In the case of both Walt and Mike (I’ll even throw Skyler into the mix), Walt’s shenanigans are getting to be too much to handle. He’s becoming ruthless, more risky, even a bit Gus-like. Following the murder of the little boy at the hands of Todd, Walt’s “three options” of how to handle the situation (fire Todd and pay him to keep his mouth shut, kill Todd, or just keep Todd under their gaze and pray he doesn’t try anything stupid) were delivered in a Gus-like manner. In fact, it brings to mind the options Gus had when he was dealing with Walt and Jesse, the very options that went against Walt’s liking and led to Gus’ death. While it doesn’t seem like Todd will be one to execute King White, he may become a liability somewhere down the line.

The other “buyout” Walt is troubled by is that of Grey Matter, the company which he essentially co-founded way back when. Earlier in the series, when Walt first found out he had cancer, his friend approached him and offered him a role in the company’s future, a role which would have funded his cancer treatment and made him a very wealthy man. Walt, too stubborn to accept a pity offer, went the hard route and cooked crystal meth to…well, you know how that story goes if you’re this far into the series.
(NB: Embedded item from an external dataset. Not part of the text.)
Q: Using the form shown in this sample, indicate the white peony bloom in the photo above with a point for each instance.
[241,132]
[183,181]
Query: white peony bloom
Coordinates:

As it turns out, that Grey Matter company is worth $1.1 billion now, just over a year after he was offered a role in the company he helped found.

There’s no doubt that Walt is consumed by regret and a little bit of guilt at this point, if even subconsciously so. When Jesse comes over (later resulting in a rather hilarious, uncomfortable, straight-out-of-a-cheesy-romantic-comedy dinner scene between Jesse, Skyler and Walt), Walt actually reveals and even hints at his regrets for making his money the hard, bloody way.

The only other scene of the episode that’s worthy of mention is the one where Walt escapes Mike’s captivity by burning the handcuffs off his wrists, thus burning himself in the process. It’s a perfect example of how hardened Walt has come in just over a year. Before he was Walter White and occasionally assumed the identity  of Heisenberg to intimidate others and to keep his “work life” separate from his life as a family man. Now it’s quite the reverse: he’s always menacing, ahead of everyone else by at least two steps and just a cunning, devious man (that many people still seem to root for).

Ladies and gentleman, Heisenberg has bought out Walter White’s body. Walter White is just a distant memory. He is no more.